Students are all encouraged to attend homework club after school on Mondays, Wednesdays, and Fridays, where students work with tutors to get help with their assignments. Gregory asks teachers to support students in identifying where they are in their learning and to celebrate them when they make progress.

“We’re building capacity for students to take ownership of their learning and have more self-awareness and be more in the driver’s seat of pushing themselves along,” she said. “When a student can say, ‘I can do algebraic expressions really well but I’m really struggling with something else in math,’ when they can acknowledge that and say the steps they’re taking, that’s when I know we’ve arrived.”

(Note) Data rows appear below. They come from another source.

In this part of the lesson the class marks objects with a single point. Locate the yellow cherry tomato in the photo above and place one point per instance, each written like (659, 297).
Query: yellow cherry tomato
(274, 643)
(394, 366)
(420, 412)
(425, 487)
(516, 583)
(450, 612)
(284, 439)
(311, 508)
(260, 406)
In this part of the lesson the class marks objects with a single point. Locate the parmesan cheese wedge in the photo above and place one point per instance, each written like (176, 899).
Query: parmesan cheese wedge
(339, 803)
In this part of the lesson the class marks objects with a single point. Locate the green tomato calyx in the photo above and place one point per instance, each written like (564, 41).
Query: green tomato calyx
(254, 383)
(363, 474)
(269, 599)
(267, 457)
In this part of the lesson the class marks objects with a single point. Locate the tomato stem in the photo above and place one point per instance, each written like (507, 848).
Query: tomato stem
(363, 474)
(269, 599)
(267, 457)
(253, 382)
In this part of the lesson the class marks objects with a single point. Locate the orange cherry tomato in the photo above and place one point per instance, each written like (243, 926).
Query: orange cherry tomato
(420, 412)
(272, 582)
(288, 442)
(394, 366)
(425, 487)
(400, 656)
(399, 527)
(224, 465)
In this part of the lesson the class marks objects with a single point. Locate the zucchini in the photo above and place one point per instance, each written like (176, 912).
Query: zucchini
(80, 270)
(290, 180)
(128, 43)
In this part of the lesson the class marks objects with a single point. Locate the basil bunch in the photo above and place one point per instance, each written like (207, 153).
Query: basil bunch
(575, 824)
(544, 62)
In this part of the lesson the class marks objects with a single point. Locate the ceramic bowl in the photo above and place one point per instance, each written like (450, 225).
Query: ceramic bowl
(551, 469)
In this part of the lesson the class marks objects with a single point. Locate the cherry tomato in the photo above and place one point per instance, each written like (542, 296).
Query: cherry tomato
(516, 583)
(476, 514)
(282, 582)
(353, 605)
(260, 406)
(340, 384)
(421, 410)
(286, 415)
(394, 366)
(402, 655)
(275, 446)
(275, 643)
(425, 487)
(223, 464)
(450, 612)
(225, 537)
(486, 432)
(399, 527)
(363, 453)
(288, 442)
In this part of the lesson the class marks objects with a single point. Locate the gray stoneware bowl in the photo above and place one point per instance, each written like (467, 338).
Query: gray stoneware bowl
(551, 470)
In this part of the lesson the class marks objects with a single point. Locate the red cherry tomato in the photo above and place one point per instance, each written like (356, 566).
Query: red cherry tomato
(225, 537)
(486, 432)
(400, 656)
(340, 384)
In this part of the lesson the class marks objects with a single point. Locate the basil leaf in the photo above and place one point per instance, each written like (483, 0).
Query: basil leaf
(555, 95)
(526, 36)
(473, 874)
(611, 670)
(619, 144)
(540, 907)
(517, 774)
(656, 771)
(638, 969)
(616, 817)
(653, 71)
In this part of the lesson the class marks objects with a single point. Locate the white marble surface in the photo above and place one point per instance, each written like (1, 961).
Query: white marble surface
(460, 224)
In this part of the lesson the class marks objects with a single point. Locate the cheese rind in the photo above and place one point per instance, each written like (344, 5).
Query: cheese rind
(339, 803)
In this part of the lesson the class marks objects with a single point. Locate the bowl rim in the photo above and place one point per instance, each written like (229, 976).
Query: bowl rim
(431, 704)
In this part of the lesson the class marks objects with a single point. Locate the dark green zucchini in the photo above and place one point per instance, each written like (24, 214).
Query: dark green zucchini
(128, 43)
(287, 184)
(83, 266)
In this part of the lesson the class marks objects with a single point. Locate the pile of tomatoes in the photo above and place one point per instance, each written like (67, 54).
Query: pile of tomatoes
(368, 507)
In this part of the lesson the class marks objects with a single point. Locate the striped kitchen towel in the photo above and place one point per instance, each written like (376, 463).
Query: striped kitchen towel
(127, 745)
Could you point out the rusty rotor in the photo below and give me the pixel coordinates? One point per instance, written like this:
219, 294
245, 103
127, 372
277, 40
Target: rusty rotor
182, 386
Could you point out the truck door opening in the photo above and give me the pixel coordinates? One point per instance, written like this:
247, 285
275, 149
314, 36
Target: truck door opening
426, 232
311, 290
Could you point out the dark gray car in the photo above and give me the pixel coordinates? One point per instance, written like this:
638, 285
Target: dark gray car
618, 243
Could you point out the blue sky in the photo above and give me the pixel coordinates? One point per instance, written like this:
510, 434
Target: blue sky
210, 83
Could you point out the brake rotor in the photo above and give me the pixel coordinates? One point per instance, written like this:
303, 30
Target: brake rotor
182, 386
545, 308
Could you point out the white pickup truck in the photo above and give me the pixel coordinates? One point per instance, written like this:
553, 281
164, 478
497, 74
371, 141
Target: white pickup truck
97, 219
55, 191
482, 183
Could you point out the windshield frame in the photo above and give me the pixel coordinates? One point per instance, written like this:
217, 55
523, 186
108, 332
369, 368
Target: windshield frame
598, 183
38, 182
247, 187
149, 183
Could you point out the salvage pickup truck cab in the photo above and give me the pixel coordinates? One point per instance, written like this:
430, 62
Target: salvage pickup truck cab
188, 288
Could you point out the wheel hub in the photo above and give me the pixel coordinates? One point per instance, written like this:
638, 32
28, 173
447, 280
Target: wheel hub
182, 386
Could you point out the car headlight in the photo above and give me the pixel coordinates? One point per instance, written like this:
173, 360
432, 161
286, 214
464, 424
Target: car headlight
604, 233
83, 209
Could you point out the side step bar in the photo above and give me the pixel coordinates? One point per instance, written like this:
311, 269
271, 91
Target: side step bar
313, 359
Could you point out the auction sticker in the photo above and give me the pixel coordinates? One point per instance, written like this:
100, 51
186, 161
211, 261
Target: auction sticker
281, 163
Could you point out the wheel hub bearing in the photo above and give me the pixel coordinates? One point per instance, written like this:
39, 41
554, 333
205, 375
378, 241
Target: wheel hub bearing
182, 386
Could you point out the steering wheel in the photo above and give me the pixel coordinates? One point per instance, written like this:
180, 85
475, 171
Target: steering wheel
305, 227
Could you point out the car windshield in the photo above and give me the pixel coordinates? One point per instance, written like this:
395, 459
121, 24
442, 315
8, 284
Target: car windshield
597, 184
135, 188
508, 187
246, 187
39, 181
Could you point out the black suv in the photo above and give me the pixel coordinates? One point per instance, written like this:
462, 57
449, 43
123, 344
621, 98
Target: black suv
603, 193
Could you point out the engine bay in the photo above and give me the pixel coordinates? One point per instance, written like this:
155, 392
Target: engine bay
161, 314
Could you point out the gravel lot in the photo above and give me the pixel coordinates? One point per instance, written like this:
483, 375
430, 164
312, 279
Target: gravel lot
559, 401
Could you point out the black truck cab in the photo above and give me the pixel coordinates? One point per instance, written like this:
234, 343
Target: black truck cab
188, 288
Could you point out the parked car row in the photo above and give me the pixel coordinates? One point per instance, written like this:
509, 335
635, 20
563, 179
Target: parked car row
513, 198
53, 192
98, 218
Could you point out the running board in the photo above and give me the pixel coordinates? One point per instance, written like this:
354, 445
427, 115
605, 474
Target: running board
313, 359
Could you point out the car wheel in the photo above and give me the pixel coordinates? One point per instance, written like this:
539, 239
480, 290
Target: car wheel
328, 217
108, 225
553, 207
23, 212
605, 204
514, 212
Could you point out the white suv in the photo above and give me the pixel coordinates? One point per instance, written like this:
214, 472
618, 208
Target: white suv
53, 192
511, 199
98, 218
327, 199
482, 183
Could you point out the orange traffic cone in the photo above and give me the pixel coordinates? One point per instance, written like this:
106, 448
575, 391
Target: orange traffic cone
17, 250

MetWest has also been building teacher capacity. Key to that was hiring a literacy coach, Beatriz Ferrer-Castro, who joined MetWest in the last school year. She coaches teachers, plans professional development, and oversees the i-Ready assessments. 

“We’re trying to break away from the idea that literacy is only the responsibility of the English teachers or social science teachers,” Ferrer-Castro told The Oaklandside. “It’s everybody’s responsibility. Literacy happens in every classroom and we try to go with the idea of every teacher is a language teacher.”

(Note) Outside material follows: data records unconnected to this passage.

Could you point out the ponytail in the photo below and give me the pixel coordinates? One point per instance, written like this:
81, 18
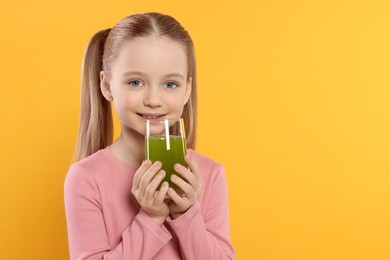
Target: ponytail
96, 123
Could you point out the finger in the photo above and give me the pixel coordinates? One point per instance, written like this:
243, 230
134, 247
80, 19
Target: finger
193, 165
182, 184
160, 197
148, 176
176, 198
151, 189
185, 173
140, 172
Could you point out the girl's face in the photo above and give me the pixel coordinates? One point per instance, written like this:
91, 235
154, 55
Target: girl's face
148, 81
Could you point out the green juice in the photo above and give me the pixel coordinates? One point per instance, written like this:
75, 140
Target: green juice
156, 150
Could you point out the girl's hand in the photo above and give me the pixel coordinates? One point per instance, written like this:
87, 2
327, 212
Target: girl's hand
191, 187
145, 182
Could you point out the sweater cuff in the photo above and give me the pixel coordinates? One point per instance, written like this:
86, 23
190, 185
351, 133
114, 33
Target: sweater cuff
161, 232
186, 217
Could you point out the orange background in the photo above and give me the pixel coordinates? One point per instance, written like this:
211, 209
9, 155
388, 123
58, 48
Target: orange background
294, 101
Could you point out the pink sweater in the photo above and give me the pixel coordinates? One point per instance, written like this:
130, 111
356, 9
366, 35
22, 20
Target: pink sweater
105, 221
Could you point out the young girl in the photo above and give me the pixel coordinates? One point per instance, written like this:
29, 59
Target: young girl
145, 66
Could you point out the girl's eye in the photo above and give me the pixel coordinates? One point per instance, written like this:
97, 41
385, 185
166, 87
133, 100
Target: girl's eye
171, 85
135, 83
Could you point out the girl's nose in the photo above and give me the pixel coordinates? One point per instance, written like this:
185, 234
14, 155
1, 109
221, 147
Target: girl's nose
153, 98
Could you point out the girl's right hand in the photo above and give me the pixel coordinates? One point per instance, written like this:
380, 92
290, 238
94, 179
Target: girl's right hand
145, 182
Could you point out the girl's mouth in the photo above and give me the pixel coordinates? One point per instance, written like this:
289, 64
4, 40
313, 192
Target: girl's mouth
151, 116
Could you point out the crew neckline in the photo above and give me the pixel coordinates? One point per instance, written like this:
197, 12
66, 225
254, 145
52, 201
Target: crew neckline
108, 153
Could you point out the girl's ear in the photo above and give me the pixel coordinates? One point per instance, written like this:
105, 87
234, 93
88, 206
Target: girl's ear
105, 86
188, 90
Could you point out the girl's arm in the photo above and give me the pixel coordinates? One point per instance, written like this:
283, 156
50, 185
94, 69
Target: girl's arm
206, 235
86, 227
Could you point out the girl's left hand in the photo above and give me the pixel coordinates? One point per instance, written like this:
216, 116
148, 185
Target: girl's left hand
189, 182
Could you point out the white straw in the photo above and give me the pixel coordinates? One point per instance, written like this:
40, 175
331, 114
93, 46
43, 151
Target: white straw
167, 134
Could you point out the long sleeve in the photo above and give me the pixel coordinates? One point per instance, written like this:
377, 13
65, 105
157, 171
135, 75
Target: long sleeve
87, 233
206, 235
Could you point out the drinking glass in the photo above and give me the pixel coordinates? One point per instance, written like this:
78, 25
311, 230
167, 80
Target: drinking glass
165, 141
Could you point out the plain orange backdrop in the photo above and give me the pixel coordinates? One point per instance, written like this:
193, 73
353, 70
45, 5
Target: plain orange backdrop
294, 101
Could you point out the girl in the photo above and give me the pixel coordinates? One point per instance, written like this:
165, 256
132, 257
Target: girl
145, 66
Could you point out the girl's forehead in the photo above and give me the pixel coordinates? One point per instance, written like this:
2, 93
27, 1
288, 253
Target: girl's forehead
152, 55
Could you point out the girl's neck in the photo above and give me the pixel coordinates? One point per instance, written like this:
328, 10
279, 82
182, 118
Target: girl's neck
129, 148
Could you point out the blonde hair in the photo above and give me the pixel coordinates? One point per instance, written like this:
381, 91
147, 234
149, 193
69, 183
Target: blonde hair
96, 123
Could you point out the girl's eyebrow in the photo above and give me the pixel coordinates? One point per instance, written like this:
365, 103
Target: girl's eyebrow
179, 75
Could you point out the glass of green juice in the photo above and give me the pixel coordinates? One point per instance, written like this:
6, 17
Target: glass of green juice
165, 141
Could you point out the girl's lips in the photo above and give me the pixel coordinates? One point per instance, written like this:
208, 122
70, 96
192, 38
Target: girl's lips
151, 116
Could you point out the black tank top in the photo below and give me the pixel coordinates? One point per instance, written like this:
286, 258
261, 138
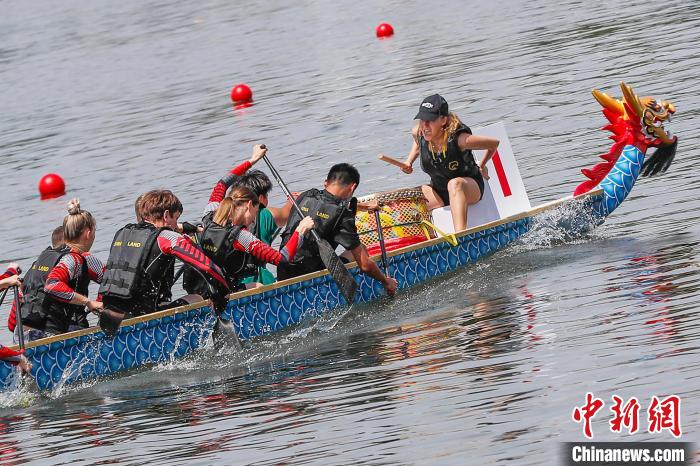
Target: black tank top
453, 163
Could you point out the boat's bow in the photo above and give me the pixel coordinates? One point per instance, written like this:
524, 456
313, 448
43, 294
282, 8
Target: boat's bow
636, 124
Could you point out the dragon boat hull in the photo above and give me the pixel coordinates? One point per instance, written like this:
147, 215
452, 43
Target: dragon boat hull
171, 334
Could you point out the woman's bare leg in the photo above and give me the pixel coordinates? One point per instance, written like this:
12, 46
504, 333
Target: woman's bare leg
432, 196
463, 192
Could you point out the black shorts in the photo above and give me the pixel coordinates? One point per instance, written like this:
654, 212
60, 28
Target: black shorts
440, 188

Ferrer-Castro coordinates professional learning communities, where teachers across disciplines come together to evaluate student work with a common rubric. This helps teachers identify gaps in student learning across subject areas and come up with a plan to address them. 

Ferrer-Castro takes what she calls learning walks, where she and other observers visit classrooms and take notes on what teachers can improve. This year, one of her suggestions for teachers was to create more time for structured student conversations, where students have the opportunity to talk with their peers about the content they’re learning.

“It has to be structured, giving them guidelines so they can have academic conversations and process language,” Ferrer-Castro said. “The hypothesis is that if you’re offering students the opportunity, they’re going to come out with better writing.”

But with the district facing deep budget cuts for next year, including to school sites, educators at MetWest worry that these efforts could stall. Ferrer-Castro is particularly concerned about what the district’s impending budget cuts could mean for positions like hers.

On top of all of her professional development and coaching efforts, Ferrer-Castro also teaches a language development class to English learners. 

“I do 10,000 other things,” she said. “I don’t know who’s going to do these things if I’m not here next year. All of the things that we have, is the bare minimum.”
According to a plan adopted by the school board in December, every OUSD school could see reductions of 7 to 10% to their site budgets. That could mean a hit to key budget lines such as stipends for staff who oversee afterschool programming or study halls. The cuts could also mean fewer administrators and staff around to build relationships with students — relationships educators say are key to keeping students in school and learning.